Net Neutrality under Title II classification is over. The U.S. Federal Communications Commission (FCC) voted 3-2 in favor of repealing the 2015 Net Neutrality Order today. The set of laws which required all wire, cable, radio, and internet providers to not show discrimination or preference towards any person or company- aka “no paid prioritization”- is now no longer in place. FCC Chairman Ajit Pai who proposed the plan believes this vote will benefit everyone. “Prior to 2015, before these regulations were imposed, we had a free and open internet,” Pai said in an interview. “That is the future as well under a light touch, market-based approach. Consumers benefit, entrepreneurs benefit. Everybody in the internet economy is better off with a market-based approach.”
In case you aren’t sure what this all means, let’s break it down. Basically, net neutrality gives people equal access to all websites, as long as it isn’t illegal dark web content. You have a service provider and pay a flat rate for access to the entire internet freely. With the repeal of NN, internet providers will have the choice to make your internet experience become more similar to a cable subscription, fixing prices how they see fit. This could limit your access to how many websites you can reach based on the internet package you have. This is extremely troubling for marginalized groups who are already deep in the digital divide and lack-of-access communities.
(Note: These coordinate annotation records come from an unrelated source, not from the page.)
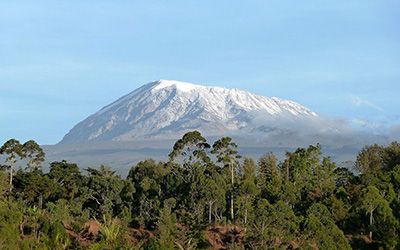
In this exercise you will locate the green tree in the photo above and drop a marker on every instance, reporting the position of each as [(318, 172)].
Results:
[(321, 231), (269, 177), (226, 152), (12, 151), (167, 225), (247, 191)]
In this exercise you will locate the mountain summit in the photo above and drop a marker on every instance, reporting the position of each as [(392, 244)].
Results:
[(167, 109)]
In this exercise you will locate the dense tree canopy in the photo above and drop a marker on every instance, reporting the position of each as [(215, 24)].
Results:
[(203, 197)]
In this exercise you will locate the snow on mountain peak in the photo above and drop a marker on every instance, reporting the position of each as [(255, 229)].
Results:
[(168, 108), (183, 86)]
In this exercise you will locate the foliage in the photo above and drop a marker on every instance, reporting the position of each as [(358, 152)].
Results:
[(301, 202)]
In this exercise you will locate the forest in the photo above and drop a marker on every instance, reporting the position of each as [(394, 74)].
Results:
[(205, 196)]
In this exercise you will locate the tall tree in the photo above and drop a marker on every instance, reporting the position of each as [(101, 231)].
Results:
[(226, 152), (269, 177), (247, 190), (12, 150)]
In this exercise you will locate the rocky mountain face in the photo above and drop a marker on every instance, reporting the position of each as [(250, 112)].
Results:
[(167, 109)]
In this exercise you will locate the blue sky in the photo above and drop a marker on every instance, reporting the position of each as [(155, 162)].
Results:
[(60, 61)]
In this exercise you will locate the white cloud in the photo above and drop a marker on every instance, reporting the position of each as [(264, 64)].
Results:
[(359, 102)]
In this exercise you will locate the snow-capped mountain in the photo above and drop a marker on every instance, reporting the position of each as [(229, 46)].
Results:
[(167, 109)]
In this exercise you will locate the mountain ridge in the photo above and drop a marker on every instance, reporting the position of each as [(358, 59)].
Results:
[(167, 108)]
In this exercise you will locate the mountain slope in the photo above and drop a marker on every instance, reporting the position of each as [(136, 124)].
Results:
[(166, 109)]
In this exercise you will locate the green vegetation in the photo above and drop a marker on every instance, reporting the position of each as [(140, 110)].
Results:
[(203, 197)]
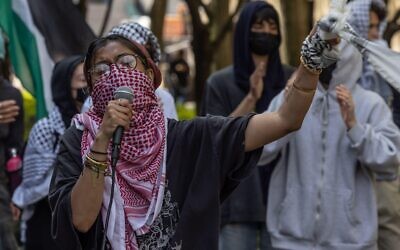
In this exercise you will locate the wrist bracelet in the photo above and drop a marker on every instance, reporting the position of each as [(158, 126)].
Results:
[(99, 164), (98, 152), (97, 170), (301, 89), (310, 70)]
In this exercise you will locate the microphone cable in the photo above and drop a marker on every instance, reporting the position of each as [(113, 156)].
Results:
[(113, 166)]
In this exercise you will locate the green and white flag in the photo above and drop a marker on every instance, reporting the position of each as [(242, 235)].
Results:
[(41, 32)]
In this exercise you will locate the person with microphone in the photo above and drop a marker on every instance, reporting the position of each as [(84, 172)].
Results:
[(171, 175)]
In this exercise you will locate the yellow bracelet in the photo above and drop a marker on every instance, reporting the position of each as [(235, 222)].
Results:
[(301, 89), (312, 71), (99, 164)]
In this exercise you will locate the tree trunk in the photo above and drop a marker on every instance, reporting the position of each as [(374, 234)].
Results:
[(201, 49), (298, 24), (157, 19), (223, 52), (82, 6)]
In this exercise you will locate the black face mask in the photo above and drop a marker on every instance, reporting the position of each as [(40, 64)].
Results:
[(81, 95), (326, 75), (262, 43)]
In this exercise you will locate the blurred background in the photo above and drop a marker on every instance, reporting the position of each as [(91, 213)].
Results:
[(198, 32)]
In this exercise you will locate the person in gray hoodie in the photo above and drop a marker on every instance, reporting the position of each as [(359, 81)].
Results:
[(321, 191), (368, 19)]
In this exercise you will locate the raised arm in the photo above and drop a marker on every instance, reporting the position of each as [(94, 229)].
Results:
[(267, 127)]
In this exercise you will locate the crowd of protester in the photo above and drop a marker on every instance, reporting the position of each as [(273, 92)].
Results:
[(279, 157)]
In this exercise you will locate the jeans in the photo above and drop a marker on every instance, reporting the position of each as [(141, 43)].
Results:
[(244, 236)]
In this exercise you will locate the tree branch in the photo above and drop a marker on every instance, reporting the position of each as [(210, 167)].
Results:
[(207, 10), (193, 6), (226, 26)]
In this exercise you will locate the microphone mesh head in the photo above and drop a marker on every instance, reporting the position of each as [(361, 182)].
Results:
[(124, 92)]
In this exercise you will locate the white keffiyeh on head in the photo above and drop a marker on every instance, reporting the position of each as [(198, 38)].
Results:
[(141, 35)]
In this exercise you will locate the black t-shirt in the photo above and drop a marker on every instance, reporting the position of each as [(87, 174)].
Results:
[(205, 162)]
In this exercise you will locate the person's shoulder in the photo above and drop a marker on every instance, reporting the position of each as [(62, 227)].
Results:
[(72, 135), (163, 93), (367, 97)]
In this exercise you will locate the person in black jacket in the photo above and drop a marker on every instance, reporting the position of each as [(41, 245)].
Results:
[(171, 175), (255, 78)]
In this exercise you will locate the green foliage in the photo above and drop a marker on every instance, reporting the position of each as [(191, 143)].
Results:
[(186, 110)]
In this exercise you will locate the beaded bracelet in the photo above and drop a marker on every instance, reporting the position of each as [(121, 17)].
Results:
[(98, 152), (97, 170), (301, 89), (99, 164), (311, 70)]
There isn’t any guarantee that the IP’s will choose to do this, but the tidbit is that they now actually have the choice to do that with no NN laws restricting them. “If we don’t have net neutrality protections that enforce tenets of fairness online, you give internet service providers the ability to choose winners and losers,” Steve Huffman, chief executive of Reddit, said in an interview. “This is not hyperbole.”
This doesn’t mean any changes are going to take hold right away, but over time we may start to. “Your internet Thursday afternoon (today) will not change in any significant and substantial way,” Michael Powell, president of NCTA-The Internet and Television Association, stated prior to the vote.
FCC Commissioner Jessica Rosenworcel, who voted against Pai’s proposal, stated, “What this proposal would do is it would give broadband providers the legal right and the power to start blocking websites, or censoring content if they don’t have a commercial relationship with that content. And so the open internet as we know it could change. Perhaps not immediately, but over time. And I think that’s troubling.”